The ‘Google Co-Scientist‘ has attracted a lot of attention since being published only a short time ago. Here I would like to add a few comments to put this work into context.

Firstly: I love tech, I love science, I love progress!

Secondly: This is precisely why I write this post (to make sure the combination of tech and science really contributes to drug discovery as much as possible in the future).

Brief summary of methods

  • This is an agentic system, fine, the proof of the pudding lies in the eating (… and the ingredients, and whether you can actually make a pudding out of them, we will get back to that topic of life science data later)
  • Accuracy was assessed as follows: ‘Seven domain experts curated 15 open research goals and best guess solutions in their field of expertise’, and the AI Co-Scientist was compared to other methods. The authors found that increasing accuracy was overall related to Elo rating, which is part of a plausible technical validation of the system. (Caveat though, the solutions on which accuracy was assessed were apparently available at time of model training, hence see also ‘Pretraining on the Test Set Is All You Need‘ for possible problems with that)
  • Elo rating is increasing with ‘time in computation’, which one would probably expect
  • In various ranking/rating schemes the ‘AI co-scientist’ comes out best (as usual in publications, given selection bias). Technical validation was hence presented as successful

Comments on scientific validation

Three validations in the life science domain (‘scientific validations’) were conducted, termed by the authors ‘drug repurposing’, ‘novel treatment target discovery’ and ‘explain mechanism of gene transfer evolution’.

Unfortunately, these validations contain mismatches between the wordings chosen for claims and the experiments and data presented supporting said claims.

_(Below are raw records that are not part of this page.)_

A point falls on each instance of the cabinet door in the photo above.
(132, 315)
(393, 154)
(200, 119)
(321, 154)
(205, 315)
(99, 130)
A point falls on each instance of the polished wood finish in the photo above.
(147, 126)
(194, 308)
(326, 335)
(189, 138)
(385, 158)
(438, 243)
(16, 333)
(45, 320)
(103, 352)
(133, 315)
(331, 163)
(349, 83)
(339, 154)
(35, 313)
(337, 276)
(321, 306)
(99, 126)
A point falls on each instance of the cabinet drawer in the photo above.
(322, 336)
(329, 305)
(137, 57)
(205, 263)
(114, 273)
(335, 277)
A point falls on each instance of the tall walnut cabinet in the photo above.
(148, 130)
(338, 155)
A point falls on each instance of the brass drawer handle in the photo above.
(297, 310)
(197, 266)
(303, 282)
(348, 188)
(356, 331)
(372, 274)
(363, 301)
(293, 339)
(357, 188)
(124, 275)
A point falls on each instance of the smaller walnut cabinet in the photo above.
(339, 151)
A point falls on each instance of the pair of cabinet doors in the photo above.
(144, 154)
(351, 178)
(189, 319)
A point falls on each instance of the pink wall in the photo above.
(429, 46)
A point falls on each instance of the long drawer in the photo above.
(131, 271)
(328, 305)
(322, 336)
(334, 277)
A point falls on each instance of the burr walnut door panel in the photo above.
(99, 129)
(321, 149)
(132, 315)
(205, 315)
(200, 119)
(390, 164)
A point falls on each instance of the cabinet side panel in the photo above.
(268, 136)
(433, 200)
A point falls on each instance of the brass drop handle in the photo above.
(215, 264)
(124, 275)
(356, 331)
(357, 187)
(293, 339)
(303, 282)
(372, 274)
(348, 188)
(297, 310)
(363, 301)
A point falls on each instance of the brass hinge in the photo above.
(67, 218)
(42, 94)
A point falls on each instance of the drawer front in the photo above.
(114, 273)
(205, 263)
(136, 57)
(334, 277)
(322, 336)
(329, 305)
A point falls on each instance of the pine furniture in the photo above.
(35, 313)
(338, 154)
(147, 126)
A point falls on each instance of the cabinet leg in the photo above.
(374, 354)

I will explain as follows:

In the section ‘Drug repurposing for acute myeloid leukaemia’ the validation is summarized as ‘Notably, the AI co-scientist proposed novel repurposing candidates for acute myeloid leukemia (AML). Subsequent experiments validated these proposals, confirming that the suggested drugs inhibit tumor viability at clinically relevant concentrations in multiple AML cell lines.’ However, when looking at the experiment that has been conducted, the validation is conducted in AML cell lines, so there is no validation regarding tumor viability whatsoever, as the headline suggests. How about ability to permeate the tumor, considering tumour heterogeneity, resistance, tumor-microenvironment (TME) interactions, and so on? One would need to conduct at least in vivo (or, as a somewhat plausible proxy, e.g. organoid) experiments to come to the conclusion given by the authors. Furtermore, when it comes to compound selection, in the full paper the authors state that ‘Notably, Binimetinib, which is already approved for the treatment of metastatic melanoma, exhibited an IC50 as low as 7 nM in AML cell lines’. Given that the compound has been reported before (see PubChem entry) to be active at the single-digit nanomolar level, in very related biological systems, it is somewhat unclear what is ‘notable’ about this fact.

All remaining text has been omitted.